Kontynuowała: „To wszystko uświadomiło mi, że milczenie nie wchodzi w grę. Musimy zwiększać świadomość w temacie przestępstw przeciwko prawom człowieka oraz o tym, że KPCh systematycznie i na porządku dziennym dopuszcza się przestępstw przeciwko prawom człowieka”.
„Chcę podnieść świadomość o licznych praktykujących Falun Gong, którzy są przetrzymywani w obozach reedukacji poprzez pracę, więzieniach lub innych ośrodkach zatrzymań jako więźniowie sumienia. Są doniesienia o torturach, widzieliśmy je tutaj dzisiaj. Są doniesienia o zabójstwach, są doniesienia o nielegalnych poborach organów.

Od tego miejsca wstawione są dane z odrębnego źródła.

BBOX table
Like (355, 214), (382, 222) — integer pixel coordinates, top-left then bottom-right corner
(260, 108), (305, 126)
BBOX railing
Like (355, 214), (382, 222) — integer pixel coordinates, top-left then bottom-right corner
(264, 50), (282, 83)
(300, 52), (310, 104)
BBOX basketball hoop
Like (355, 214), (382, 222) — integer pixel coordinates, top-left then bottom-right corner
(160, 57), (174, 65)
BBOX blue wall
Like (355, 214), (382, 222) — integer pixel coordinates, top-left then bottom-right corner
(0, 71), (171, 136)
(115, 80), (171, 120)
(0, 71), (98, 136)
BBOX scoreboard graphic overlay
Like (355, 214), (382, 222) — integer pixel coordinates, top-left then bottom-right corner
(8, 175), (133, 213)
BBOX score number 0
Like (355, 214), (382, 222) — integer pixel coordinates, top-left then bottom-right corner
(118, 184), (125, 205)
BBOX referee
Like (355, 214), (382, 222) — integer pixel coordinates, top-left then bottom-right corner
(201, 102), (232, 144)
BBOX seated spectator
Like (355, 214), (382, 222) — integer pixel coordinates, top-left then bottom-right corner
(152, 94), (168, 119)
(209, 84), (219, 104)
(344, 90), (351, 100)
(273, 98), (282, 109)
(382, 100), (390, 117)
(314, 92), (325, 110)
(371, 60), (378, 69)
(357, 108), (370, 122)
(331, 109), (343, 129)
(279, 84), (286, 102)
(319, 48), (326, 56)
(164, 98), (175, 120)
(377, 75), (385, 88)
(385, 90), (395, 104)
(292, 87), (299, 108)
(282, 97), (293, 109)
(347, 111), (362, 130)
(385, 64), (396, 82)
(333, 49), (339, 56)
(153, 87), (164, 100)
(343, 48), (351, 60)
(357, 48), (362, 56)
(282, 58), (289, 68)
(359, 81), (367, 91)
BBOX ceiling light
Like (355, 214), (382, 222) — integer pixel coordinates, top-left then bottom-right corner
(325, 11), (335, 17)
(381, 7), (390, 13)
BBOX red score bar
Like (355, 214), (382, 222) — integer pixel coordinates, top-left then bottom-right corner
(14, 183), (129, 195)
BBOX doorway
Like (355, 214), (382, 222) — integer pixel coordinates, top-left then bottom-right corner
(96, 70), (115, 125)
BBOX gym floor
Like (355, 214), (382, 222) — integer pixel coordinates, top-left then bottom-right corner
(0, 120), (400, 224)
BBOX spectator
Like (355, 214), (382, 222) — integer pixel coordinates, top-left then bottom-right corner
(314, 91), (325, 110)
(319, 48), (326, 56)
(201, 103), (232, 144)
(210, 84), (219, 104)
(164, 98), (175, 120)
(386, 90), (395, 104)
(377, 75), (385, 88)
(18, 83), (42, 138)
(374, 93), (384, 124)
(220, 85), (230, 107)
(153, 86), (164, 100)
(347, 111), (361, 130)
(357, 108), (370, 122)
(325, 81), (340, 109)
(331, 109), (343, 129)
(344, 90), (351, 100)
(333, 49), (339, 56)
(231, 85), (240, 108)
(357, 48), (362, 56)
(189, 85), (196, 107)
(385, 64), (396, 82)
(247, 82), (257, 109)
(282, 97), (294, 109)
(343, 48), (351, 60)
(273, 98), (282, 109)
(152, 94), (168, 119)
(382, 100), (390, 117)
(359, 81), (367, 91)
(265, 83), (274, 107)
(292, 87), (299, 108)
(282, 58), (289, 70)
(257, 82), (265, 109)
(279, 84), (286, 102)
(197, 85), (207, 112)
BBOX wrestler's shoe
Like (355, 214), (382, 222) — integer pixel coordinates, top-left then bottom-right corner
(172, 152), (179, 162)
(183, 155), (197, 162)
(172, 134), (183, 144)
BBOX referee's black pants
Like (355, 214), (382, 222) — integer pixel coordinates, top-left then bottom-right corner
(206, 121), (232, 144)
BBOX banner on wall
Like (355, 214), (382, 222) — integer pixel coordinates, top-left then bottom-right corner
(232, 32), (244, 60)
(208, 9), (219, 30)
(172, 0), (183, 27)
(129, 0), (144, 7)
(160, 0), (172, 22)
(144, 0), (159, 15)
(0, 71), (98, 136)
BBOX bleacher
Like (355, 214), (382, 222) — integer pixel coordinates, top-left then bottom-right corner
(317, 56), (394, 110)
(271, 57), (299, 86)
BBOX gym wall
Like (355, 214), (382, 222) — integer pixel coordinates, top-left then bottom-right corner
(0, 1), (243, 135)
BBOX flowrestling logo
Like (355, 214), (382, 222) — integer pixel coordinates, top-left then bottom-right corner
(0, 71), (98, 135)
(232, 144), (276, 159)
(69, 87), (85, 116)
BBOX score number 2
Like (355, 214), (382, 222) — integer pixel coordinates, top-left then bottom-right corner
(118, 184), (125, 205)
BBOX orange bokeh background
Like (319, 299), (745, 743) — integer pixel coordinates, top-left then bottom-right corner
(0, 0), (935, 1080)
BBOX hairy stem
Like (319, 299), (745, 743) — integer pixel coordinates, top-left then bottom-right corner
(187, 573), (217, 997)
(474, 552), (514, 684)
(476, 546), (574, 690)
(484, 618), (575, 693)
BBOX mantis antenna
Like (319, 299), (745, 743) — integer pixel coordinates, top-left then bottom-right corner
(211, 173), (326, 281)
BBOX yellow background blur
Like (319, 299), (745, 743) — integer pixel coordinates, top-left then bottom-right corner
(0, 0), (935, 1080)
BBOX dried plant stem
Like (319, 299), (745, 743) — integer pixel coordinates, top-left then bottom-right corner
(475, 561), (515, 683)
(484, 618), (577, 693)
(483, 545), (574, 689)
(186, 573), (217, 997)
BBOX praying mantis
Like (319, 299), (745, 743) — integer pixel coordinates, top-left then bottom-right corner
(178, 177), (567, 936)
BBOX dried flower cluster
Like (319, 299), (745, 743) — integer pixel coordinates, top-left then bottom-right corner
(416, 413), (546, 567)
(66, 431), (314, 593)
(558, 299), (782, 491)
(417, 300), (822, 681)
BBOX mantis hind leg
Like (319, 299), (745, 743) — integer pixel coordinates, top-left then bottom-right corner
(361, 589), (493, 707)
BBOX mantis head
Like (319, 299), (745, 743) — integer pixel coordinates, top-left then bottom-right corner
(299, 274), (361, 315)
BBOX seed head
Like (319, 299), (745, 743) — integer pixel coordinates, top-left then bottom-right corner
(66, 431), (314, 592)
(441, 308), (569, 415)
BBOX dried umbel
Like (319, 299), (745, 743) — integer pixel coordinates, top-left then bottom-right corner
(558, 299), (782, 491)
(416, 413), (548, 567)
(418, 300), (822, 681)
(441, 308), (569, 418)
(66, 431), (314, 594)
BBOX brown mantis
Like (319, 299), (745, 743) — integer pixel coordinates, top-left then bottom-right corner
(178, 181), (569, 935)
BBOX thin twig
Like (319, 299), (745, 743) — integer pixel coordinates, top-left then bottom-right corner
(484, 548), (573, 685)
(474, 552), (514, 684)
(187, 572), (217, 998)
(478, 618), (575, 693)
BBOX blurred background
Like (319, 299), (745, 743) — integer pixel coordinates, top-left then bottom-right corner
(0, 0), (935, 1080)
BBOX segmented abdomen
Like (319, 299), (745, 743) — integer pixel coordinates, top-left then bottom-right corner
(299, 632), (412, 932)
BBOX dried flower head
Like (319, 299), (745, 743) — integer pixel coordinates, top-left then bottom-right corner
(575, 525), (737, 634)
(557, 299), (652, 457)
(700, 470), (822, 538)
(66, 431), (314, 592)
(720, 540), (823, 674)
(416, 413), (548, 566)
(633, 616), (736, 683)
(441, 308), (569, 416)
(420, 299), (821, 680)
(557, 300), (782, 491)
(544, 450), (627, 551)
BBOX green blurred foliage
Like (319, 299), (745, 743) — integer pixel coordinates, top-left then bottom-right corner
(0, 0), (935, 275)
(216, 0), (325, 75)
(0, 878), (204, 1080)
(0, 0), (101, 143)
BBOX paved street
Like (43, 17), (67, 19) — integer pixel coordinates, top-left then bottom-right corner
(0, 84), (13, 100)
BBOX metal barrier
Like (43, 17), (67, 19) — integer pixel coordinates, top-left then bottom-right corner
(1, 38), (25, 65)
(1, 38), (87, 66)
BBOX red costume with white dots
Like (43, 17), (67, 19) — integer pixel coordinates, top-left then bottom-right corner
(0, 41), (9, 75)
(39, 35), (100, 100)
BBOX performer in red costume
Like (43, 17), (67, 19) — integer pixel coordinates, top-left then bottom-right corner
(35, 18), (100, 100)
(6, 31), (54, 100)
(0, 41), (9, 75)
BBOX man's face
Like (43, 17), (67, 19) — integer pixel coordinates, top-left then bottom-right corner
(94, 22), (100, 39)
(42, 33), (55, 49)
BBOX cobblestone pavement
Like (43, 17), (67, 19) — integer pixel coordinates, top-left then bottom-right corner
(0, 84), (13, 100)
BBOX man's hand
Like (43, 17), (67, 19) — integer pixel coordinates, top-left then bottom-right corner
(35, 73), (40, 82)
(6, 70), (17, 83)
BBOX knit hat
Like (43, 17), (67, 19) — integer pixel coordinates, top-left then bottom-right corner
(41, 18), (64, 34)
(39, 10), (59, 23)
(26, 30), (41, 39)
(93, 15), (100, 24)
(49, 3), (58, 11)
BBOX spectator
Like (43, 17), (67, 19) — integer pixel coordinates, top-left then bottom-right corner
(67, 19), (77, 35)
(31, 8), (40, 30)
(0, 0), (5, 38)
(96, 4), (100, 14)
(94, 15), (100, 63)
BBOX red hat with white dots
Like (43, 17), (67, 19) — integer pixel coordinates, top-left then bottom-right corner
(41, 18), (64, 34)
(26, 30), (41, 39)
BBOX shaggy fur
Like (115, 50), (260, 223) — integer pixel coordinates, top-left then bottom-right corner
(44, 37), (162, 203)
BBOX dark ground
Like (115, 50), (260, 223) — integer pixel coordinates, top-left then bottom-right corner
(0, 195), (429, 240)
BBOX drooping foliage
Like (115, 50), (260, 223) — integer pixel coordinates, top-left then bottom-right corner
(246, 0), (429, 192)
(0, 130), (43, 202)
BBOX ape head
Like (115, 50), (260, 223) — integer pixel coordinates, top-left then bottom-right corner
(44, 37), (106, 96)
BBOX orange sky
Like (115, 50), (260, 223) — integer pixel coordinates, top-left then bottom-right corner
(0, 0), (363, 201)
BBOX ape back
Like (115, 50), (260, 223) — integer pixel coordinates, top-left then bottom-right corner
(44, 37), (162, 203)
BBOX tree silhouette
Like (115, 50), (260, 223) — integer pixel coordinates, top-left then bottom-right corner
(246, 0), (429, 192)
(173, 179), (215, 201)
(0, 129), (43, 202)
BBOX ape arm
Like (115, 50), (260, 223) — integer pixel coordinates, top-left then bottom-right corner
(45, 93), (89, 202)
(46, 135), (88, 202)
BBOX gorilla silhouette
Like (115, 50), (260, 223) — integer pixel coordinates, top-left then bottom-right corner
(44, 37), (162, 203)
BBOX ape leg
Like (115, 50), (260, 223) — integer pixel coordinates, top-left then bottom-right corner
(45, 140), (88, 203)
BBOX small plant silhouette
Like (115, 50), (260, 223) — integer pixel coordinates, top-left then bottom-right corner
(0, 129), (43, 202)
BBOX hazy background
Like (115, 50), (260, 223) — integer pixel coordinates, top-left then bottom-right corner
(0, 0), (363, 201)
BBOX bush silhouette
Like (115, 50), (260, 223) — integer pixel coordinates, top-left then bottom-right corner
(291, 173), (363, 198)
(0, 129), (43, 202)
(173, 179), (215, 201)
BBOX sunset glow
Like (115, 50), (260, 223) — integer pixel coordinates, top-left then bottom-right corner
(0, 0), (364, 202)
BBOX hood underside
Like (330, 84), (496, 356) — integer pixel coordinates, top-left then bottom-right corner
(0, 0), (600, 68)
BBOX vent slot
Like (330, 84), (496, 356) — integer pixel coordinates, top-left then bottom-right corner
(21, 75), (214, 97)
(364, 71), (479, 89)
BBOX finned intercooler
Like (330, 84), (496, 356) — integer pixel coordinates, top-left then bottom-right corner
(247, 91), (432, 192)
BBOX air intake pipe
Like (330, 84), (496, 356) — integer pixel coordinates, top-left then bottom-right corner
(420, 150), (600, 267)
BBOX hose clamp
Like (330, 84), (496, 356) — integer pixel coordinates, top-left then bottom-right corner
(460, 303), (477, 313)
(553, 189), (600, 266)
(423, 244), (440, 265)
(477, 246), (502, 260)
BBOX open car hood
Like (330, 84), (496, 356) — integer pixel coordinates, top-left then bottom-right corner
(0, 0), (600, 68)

Te doniesienia muszą być traktowane bardzo poważnie i muszą być rozpatrywane przez międzynarodowe sądy”.
„Jak możemy wiedzieć o nich i nic nie robić?” — zapytała.
Zauważyła: „Prześladowania mniejszości w Chinach dają nam małą wskazówkę na to, co się stanie, jeśli KPCh uda się osiągnąć swój cel w staniu się największym mocarstwem na świecie. Obecnie świat bardzo cierpi z powodu pandemii i wiele firm na całym świecie z trudem radzi sobie finansowo. Jesteśmy teraz bezbronnymi i łatwymi celami dla nieprzyjaznego przejęcia”.
Opowiadała o tym, w jaki sposób KPCh „kupuje naszą infrastrukturę, firmy, technologie a nawet szkoły”, starając się przejąć wolny świat, kawałek po kawałku. Szwedzki rząd stara się jednak znaleźć sposoby na powstrzymanie chińskich firm przed inwestowaniem w ważną infrastrukturę. Z tego powodu rząd stara się zakazać Huawei uczestnictwa w budowie sieci 5G.
Powiedziała, że cieszy się z tego, że „wolny świat powoli zdaje sobie sprawę z okrucieństw, jakie Komunistyczna Partia Chin czyni wobec własnego narodu”. Komunistyczna Partia Chin musi wiedzieć, czego chce wolny świat a my chcemy, aby te prześladowania i wszystkie inne prześladowania się skończyły. To musi się skończyć już teraz”.
„Społeczność międzynarodowa powinna zająć bardziej stanowcze i bardziej otwarte stanowisko w informowaniu o tym, jak chiński reżim dopuszcza się tłumienia praw człowieka. Naszym obowiązkiem jest walczyć o prawa wszystkich ludzi”.
Wyraziła nadzieję, że być może pewnego dnia KPCh zacznie szanować praworządność, wolność słowa i prawo do posiadania własnego zdania.
Na zakończenie, powiedziała: „Falun Gong jest przyjazne i spokojne. Prawda, Życzliwość i Cierpliwość, może to jest dokładnie tym, czego świat teraz potrzebuje, aby przeprowadzić nas przez tę pandemię”.